Using the dynamical model, we can actually look at the transcritpion rate, splicing rate, and degradation rate.

df = adata_subset.var
df = df[(df['fit_likelihood'] > .1) & df['velocity_genes'] == True]

kwargs = dict(xscale='log', fontsize=16)
with scv.GridSpec(ncols=3) as pl:
    pl.hist(df['fit_alpha'], xlabel='transcription rate', **kwargs)
    pl.hist(df['fit_beta'] * df['fit_scaling'], xlabel='splicing rate', xticks=[.1, .4, 1], **kwargs)
    pl.hist(df['fit_gamma'], xlabel='degradation rate', xticks=[.1, .4, 1], **kwargs)

scv.get_df(adata_subset, 'fit*', dropna=True).head()
fit_alpha fit_beta fit_gamma fit_t_ fit_scaling fit_std_u fit_std_s fit_likelihood fit_u0 fit_s0 fit_pval_steady fit_steady_u fit_steady_s fit_variance fit_alignment_scaling fit_r2
Sox17 0.898695 6.110614 0.484805 10.475681 0.105126 0.037980 0.421499 0.000018 0.0 0.0 0.492005 0.104282 1.640273 1.071412 1.816156 0.661397
Pcmtd1 0.211919 0.720424 0.264111 12.202008 0.248776 0.086398 0.164096 0.232746 0.0 0.0 0.336931 0.270257 0.446798 0.749243 2.372727 0.108137
Sgk3 0.031516 0.226350 0.197472 10.975034 1.652986 0.050927 0.038999 0.177014 0.0 0.0 0.159321 0.164692 0.126664 1.650863 3.383189 0.087770
Prex2 0.209454 0.229509 0.231223 17.965210 1.644350 0.334659 0.288491 0.303137 0.0 0.0 0.430445 0.757209 0.657950 0.545063 3.398314 0.796931
Sulf1 0.184210 0.221469 0.183979 14.692180 1.693538 0.300075 0.217056 0.243579 0.0 0.0 0.311456 0.848147 0.743920 0.904572 3.110569 0.164060

Similar to pseudotime, ‘latent time’ is computed from the dynamical model.

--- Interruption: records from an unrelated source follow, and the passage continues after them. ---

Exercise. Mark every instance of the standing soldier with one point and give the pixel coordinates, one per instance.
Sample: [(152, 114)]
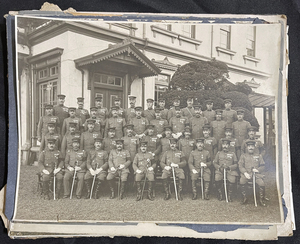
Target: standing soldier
[(173, 158), (229, 115), (218, 126), (251, 165), (50, 165), (259, 147), (118, 162), (88, 137), (50, 135), (97, 164), (200, 158), (197, 122), (67, 142), (178, 123), (75, 161), (44, 120), (115, 121), (102, 112), (189, 111), (139, 123), (130, 112), (143, 166), (149, 113), (209, 113), (172, 111), (240, 127), (109, 142), (74, 119), (80, 111), (225, 160), (161, 106), (60, 110)]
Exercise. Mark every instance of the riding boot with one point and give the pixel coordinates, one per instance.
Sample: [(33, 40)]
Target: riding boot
[(46, 190), (139, 191), (180, 189), (97, 190), (150, 185), (244, 194), (261, 196), (219, 186), (166, 188), (194, 190), (111, 187), (87, 184), (206, 190), (230, 190), (123, 183)]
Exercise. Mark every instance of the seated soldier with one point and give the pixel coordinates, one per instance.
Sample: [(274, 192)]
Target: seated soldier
[(97, 164), (75, 162), (200, 158), (50, 164), (251, 165), (225, 161), (173, 158), (143, 166), (118, 162)]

scv.tl.latent_time(adata_subset)
scv.pl.scatter(adata_subset, color='latent_time', color_map='gnuplot', size=80)
computing latent time using root_cells as prior
    finished (0:00:48) --> added
    'latent_time', shared time (adata.obs)
top_genes = adata_subset.var['fit_likelihood'].sort_values(ascending=False).index[:300]
scv.pl.heatmap(adata_subset, var_names=top_genes, sortby='latent_time', col_color='celltype', n_convolve=100)

top_genes = adata_subset.var['fit_likelihood'].sort_values(ascending=False).index
scv.pl.scatter(adata_subset, color='celltype', basis=top_genes[:15], ncols=5, frameon=False)
var_names = ['Rps3', 'Col1a2', 'Tmeff2']
scv.pl.scatter(adata_subset, var_names, color='celltype', frameon=False)
scv.pl.scatter(adata_subset, x='latent_time', y=var_names, color='celltype', frameon=False)

Conclusion and future directions:

In this tutorial we have learned how to perform RNA velocity analysis in scRNA-seq data using scVelo, as well as some downstream applications of RNA velocity such as identifying potential cell-state transitions and identifying genes that are being induced / repressed. RNA velocity is the starting point for a cell fate analysis program called CellRank, which can provide further insights for the analysis of cell lineages.